Metformin and similar drugs aim to protect the brain by regulating insulin resistance and glucose metabolism, and their related problems, such as neuroinflammation. By contrast, the two anti-amyloid drugs—with Kisunla approved just last week—employ monoclonal antibodies in immunotherapy that reduces the plaque in the brains of AD patients that is thought to cause dementia. But according to the New York Times, in addition to these drugs’ worrisome side effects, notably brain bleeds, their success in reducing plaque has not led to clear reduction in AD symptoms.

“There’s no correlation in any of their [anti-amyloid drug] studies between the removal of amyloid plaques and the clinical response in individual subjects,” said Stanford University neurologist Michael Greicius. Noting the risk of discouraging “patients from participating in trials for treatments that could be better,” Grecius believes that the focus on these drugs is “slowing progress.”

“We are at a crossroads where GLP-1 class drugs are emerging as a new treatment strategy” for AD and PD (Parkinson’s disease), according to Florida endocrinologist Wafa Latif and colleagues. “The future looks bright…Newer drugs that have been designed to enter the brain easier already show improved effects in preclinical studies compared with the older GLP-1 class drugs…to treat diabetes.”

The link between AD and diabetes is insulin resistance—in AD, the failure of brain cells to respond to insulin—and related effects, such as neuroinflammation. Write Chengdu, China researchers studying intranasal insulin to combat dementia, “insulin, as an important neurohormone, plays a critical role in brain energy metabolism, cognitive function [while] insulin resistance has been proved to be a pathogenic mechanism of cognitive disorders.” And type 2 diabetes increases by at least two-fold the risk of cognitive disorders and dementia for those with AD and PD.

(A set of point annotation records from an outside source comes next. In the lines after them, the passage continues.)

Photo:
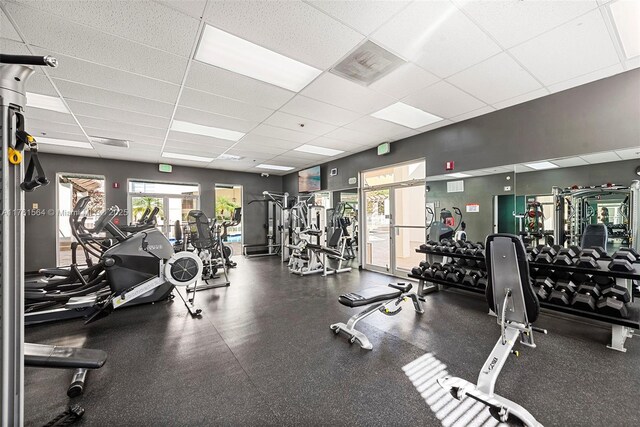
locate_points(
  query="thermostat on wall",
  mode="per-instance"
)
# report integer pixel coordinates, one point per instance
(384, 148)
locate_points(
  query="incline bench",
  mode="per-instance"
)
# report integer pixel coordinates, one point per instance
(385, 299)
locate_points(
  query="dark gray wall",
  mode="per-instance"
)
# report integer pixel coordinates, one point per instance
(599, 116)
(480, 190)
(41, 230)
(541, 182)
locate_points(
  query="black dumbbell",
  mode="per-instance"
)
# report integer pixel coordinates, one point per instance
(559, 297)
(544, 257)
(456, 275)
(590, 288)
(566, 286)
(564, 260)
(584, 302)
(616, 291)
(621, 264)
(612, 307)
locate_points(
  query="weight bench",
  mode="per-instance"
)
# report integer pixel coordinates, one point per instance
(511, 296)
(386, 299)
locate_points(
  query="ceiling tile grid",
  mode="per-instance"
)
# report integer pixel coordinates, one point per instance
(127, 69)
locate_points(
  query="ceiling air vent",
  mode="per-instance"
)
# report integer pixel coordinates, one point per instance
(368, 63)
(122, 143)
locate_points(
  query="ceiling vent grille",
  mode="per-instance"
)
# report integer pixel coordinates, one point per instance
(367, 63)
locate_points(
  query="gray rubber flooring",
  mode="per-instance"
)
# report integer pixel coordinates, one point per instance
(263, 354)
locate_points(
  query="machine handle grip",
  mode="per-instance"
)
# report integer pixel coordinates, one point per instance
(47, 60)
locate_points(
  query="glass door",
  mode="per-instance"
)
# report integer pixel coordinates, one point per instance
(378, 230)
(408, 223)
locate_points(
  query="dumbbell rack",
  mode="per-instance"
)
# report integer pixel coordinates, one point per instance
(621, 328)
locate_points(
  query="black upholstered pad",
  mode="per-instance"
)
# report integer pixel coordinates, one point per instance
(369, 296)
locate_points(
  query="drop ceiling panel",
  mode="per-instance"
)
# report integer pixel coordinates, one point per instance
(496, 79)
(250, 155)
(631, 153)
(225, 106)
(289, 121)
(363, 16)
(293, 29)
(48, 115)
(610, 156)
(144, 22)
(258, 149)
(6, 29)
(118, 115)
(66, 151)
(586, 78)
(436, 36)
(214, 120)
(55, 34)
(341, 92)
(444, 100)
(91, 74)
(231, 85)
(78, 92)
(336, 144)
(404, 81)
(253, 141)
(521, 98)
(109, 127)
(569, 162)
(471, 114)
(571, 50)
(39, 83)
(193, 8)
(321, 111)
(196, 148)
(351, 136)
(281, 133)
(199, 139)
(380, 129)
(513, 22)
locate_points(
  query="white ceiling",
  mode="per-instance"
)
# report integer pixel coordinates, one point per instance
(126, 70)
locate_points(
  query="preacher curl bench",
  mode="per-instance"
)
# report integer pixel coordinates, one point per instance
(385, 299)
(511, 297)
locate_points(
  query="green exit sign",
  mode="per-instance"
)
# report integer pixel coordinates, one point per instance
(384, 148)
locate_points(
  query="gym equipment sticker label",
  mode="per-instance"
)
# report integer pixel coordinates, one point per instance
(473, 207)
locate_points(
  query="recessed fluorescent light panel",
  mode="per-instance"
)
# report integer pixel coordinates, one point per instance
(626, 15)
(64, 143)
(232, 53)
(121, 143)
(274, 167)
(181, 156)
(406, 115)
(187, 127)
(231, 157)
(541, 165)
(314, 149)
(46, 102)
(367, 64)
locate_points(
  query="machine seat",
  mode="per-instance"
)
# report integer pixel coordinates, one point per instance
(53, 356)
(55, 272)
(369, 296)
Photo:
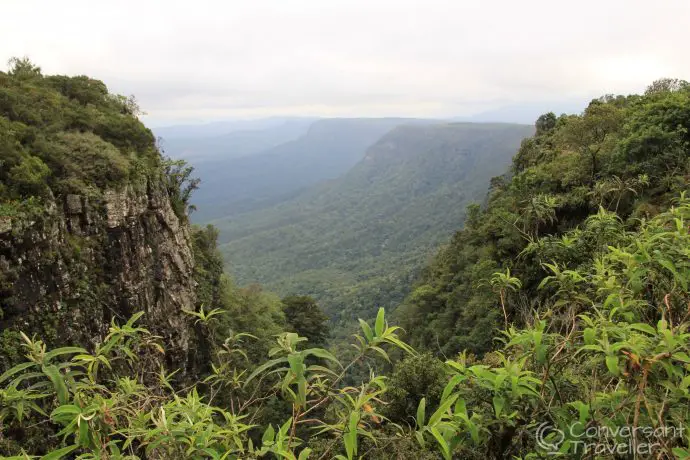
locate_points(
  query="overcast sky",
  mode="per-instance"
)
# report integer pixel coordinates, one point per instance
(208, 60)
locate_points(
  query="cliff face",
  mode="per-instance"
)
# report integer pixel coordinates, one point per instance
(86, 261)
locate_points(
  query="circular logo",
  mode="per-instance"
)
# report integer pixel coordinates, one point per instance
(549, 437)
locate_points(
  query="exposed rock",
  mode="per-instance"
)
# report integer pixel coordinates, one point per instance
(5, 224)
(87, 263)
(73, 205)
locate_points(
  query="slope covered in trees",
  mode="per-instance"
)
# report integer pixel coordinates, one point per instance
(585, 249)
(624, 155)
(357, 242)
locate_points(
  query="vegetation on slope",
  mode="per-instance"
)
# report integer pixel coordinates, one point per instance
(328, 149)
(585, 249)
(617, 357)
(357, 242)
(623, 155)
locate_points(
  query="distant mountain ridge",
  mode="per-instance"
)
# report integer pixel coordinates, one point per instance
(328, 149)
(356, 242)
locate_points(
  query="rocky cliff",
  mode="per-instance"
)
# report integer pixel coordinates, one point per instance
(84, 263)
(92, 227)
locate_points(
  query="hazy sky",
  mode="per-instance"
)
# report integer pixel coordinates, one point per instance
(205, 60)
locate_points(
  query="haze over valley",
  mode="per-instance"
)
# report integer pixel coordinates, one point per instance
(351, 230)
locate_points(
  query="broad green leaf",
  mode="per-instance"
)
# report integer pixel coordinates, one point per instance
(60, 388)
(612, 364)
(380, 322)
(60, 453)
(445, 448)
(421, 409)
(15, 370)
(63, 351)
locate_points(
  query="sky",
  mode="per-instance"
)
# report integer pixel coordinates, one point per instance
(198, 61)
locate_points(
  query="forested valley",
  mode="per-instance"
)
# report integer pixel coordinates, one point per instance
(561, 301)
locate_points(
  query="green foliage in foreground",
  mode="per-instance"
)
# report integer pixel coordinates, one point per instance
(610, 348)
(627, 155)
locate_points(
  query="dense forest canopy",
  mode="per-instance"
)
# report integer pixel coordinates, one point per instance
(357, 243)
(561, 310)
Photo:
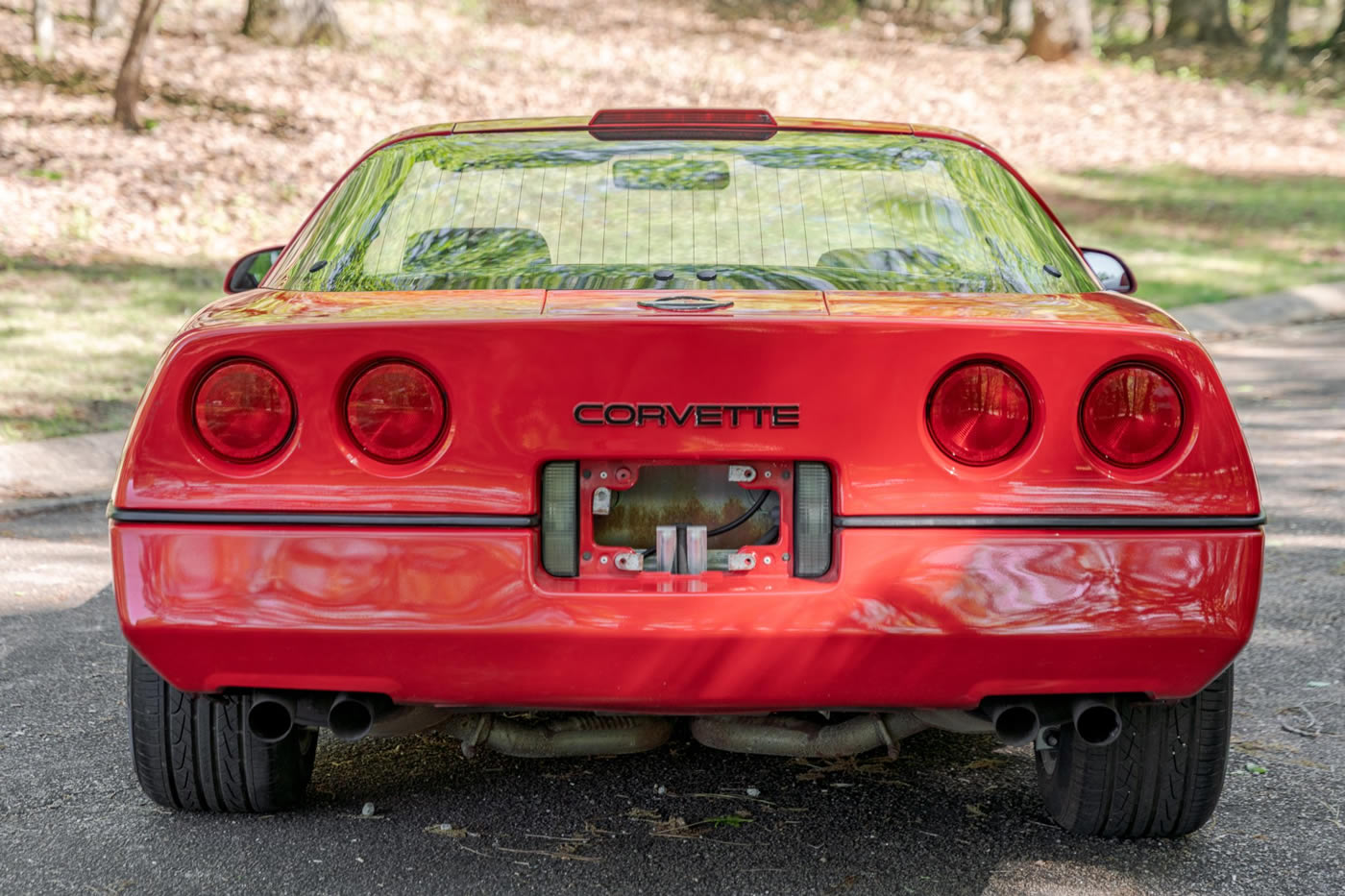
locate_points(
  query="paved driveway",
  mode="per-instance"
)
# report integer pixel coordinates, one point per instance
(951, 815)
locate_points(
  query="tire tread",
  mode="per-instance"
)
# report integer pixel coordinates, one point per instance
(1161, 778)
(194, 752)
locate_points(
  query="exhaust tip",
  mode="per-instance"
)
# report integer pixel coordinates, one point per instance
(269, 720)
(350, 718)
(1017, 724)
(1098, 724)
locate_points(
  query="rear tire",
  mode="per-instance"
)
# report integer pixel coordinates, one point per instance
(1160, 778)
(195, 752)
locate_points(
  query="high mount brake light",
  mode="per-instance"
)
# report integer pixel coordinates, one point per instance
(1132, 415)
(242, 410)
(396, 410)
(978, 413)
(682, 124)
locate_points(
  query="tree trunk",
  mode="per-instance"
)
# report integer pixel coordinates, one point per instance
(1060, 29)
(293, 22)
(1015, 16)
(1080, 24)
(104, 17)
(128, 80)
(43, 30)
(1275, 50)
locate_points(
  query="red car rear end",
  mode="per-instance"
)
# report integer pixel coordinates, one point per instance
(858, 433)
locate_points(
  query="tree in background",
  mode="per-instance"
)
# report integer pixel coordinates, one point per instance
(1015, 16)
(1201, 20)
(1275, 50)
(293, 22)
(43, 30)
(127, 93)
(104, 17)
(1060, 29)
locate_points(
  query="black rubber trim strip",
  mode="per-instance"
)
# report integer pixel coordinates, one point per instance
(249, 519)
(1029, 521)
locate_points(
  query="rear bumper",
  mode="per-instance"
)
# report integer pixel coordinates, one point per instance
(907, 618)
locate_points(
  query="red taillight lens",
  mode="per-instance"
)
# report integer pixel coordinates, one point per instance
(979, 413)
(1132, 416)
(396, 410)
(242, 410)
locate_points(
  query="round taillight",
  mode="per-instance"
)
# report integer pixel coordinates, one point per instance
(242, 410)
(394, 410)
(979, 413)
(1132, 415)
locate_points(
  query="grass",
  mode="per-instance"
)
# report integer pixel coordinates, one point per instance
(81, 341)
(1197, 237)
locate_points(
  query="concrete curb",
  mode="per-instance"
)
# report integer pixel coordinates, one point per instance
(37, 476)
(1239, 316)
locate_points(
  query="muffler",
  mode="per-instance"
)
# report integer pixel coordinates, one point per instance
(793, 736)
(271, 717)
(568, 736)
(1096, 721)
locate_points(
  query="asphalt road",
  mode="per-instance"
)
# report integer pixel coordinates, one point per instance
(950, 815)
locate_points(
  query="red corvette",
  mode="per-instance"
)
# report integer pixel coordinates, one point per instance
(809, 435)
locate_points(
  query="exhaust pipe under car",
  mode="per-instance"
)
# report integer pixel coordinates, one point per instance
(271, 717)
(1096, 721)
(1019, 721)
(353, 715)
(1015, 722)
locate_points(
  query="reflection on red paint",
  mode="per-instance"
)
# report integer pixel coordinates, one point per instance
(911, 618)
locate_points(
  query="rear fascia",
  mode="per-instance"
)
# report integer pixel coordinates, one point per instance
(466, 618)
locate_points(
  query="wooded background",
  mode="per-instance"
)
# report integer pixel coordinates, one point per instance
(1052, 30)
(1212, 175)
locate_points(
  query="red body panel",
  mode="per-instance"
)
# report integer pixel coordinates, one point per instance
(514, 370)
(925, 618)
(935, 617)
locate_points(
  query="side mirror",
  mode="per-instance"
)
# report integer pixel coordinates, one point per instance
(249, 269)
(1113, 274)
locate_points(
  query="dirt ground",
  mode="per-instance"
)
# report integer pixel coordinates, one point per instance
(246, 137)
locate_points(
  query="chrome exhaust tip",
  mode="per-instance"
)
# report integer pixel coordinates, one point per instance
(1015, 724)
(352, 715)
(271, 717)
(1096, 721)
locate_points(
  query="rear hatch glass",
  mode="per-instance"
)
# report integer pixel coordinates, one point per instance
(802, 210)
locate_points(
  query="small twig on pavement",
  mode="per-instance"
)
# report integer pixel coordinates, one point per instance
(1311, 729)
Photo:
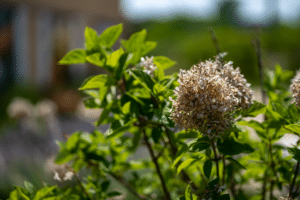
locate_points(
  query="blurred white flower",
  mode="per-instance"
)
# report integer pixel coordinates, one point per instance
(46, 108)
(20, 108)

Glucose is crucial to healthy brain function—and GLP-1 drugs “may mitigate the decline in cerebral glucose metabolism and [enhance] blood-brain glucose transport capacity… [with] potential metabolic and neuroprotective benefits,” according to the Chengdu team. Among GLP-1 drugs, two top contenders for forestalling or improving symptoms of dementia are lixisenatide, in a French study of early-stage Parkinson’s patients proving effective at both improving motor activity and preventing further deterioration; and liraglutide, which has improved cognition and reduced brain shrinkage in patients with Alzheimer’s disease.

On the negative side, metformin has appeared to “trigger AD pathology and even elevate AD risk in humans,” write Korean dementia researchers So Yeon Cho and colleagues, in the journal Nature. In mice studies, long-term treatment with metformin led to “cognitive impairment in mice at old age…despite enhanced cognition observed in… mice at a young age.” As a result, the researchers argue, “drug repurposing of metformin should be carefully reconsidered…when it is intended for individuals with AD.” And while metformin therapy had appeared to increase longevity for T2D patients over the first three years of study, benefits did not last in patients examined over longer periods of more than five years, according to Cardiff researchers Joshua Stevenson-Hoare and colleagues. The Cardiff team also noted the confounding discovery of signs that “late-life diabetes can be protective against neurodegenerative disorders (as is higher body-mass index which is associated with T2D).”

The Alzheimer’s Drug Discovery Foundation considers evidence for metformin’s positive effects on brain health to be inconclusive. And Smerling writes, “While the [metformin] research so far is promising, we need more compelling evidence before endorsing its widespread use for people without diabetes. But for clinical researchers hoping to repurpose an old medicine as a new wonder drug, metformin would seem like a great place to start.”

—Mary Carpenter regularly reports on topical subjects in health and medicine.